1

I know that UTF-16 is a self-synchronizing encoding scheme. I also read the below Wiki, but did not quite get it.

Self Synchronizing Code

Can you please explain me with an example of UTF-16?

phuclv
  • 37,963
  • 15
  • 156
  • 475
dinesh ranawat
  • 223
  • 2
  • 8

1 Answers1

1

In UTF-16 characters outside of the BMP are represented using a surrogate pair in with the first code unit (CU) lies between 0xD800—0xDBFF and the second one between 0xDC00—0xDFFF. Each of the CU represents 10 bits of the code point. Characters in the BMP is encoded as itself.

Now the synchronization is easy. Given the position of any arbitrary code unit:

  • If the code unit is in the 0xD800—0xDBFF range, it's the first code unit of two, just read the next one and decode.
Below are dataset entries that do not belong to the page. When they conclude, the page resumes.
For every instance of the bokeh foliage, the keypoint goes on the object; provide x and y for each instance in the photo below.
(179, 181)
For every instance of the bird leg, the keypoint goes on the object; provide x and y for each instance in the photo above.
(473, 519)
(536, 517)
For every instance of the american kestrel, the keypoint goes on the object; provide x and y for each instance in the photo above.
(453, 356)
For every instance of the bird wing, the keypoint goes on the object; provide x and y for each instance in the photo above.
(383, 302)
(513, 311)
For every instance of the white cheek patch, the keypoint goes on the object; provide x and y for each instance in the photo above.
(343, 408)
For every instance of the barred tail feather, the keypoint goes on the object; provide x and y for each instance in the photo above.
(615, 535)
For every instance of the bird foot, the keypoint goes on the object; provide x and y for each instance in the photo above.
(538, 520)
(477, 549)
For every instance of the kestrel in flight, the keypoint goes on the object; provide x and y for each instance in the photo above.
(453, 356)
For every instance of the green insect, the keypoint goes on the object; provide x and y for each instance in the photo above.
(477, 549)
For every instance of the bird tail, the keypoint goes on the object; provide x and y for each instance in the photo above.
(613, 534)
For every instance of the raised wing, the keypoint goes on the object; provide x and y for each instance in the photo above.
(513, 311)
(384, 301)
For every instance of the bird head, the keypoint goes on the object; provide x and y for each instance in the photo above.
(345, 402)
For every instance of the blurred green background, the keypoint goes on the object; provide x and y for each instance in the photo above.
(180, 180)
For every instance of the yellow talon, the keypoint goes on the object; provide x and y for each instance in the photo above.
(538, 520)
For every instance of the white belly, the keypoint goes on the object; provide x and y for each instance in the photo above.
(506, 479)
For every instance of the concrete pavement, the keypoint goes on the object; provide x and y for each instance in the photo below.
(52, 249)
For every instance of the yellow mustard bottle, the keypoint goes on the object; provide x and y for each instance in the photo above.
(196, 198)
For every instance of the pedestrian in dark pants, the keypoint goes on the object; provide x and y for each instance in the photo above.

Voilà, we have a full character outside of BMP
  • If the code unit is in the 0xDC00—0xDFFF range, it's the second code unit of two, just go back one unit to read the first part, or advance to the next unit to skip the current character
  • If it's in neither of those ranges then it's a character in BMP. We don't need to do anything more

In UTF-16 CU is the unit, i.e. the smallest element. We work at the CU level and read the CU one-by-one instead of byte-by-byte. Because of that along with historical reasons UTF-16 is only self-synchronizable at CU level.

The point of self-synchronization is to know whether we're in the middle of something immediately instead of having to read again from the start and check. UTF-16 allows us to do that

Since the ranges for the high surrogates, low surrogates, and valid BMP characters are disjoint, it is not possible for a surrogate to match a BMP character, or for (parts of) two adjacent characters to look like a legal surrogate pair. This simplifies searches a great deal. It also means that UTF-16 is self-synchronizing on 16-bit words: whether a code unit starts a character can be determined without examining earlier code units. UTF-8 shares these advantages, but many earlier multi-byte encoding schemes (such as Shift JIS and other Asian multi-byte encodings) did not allow unambiguous searching and could only be synchronized by re-parsing from the start of the string (UTF-16 is not self-synchronizing if one byte is lost or if traversal starts at a random byte).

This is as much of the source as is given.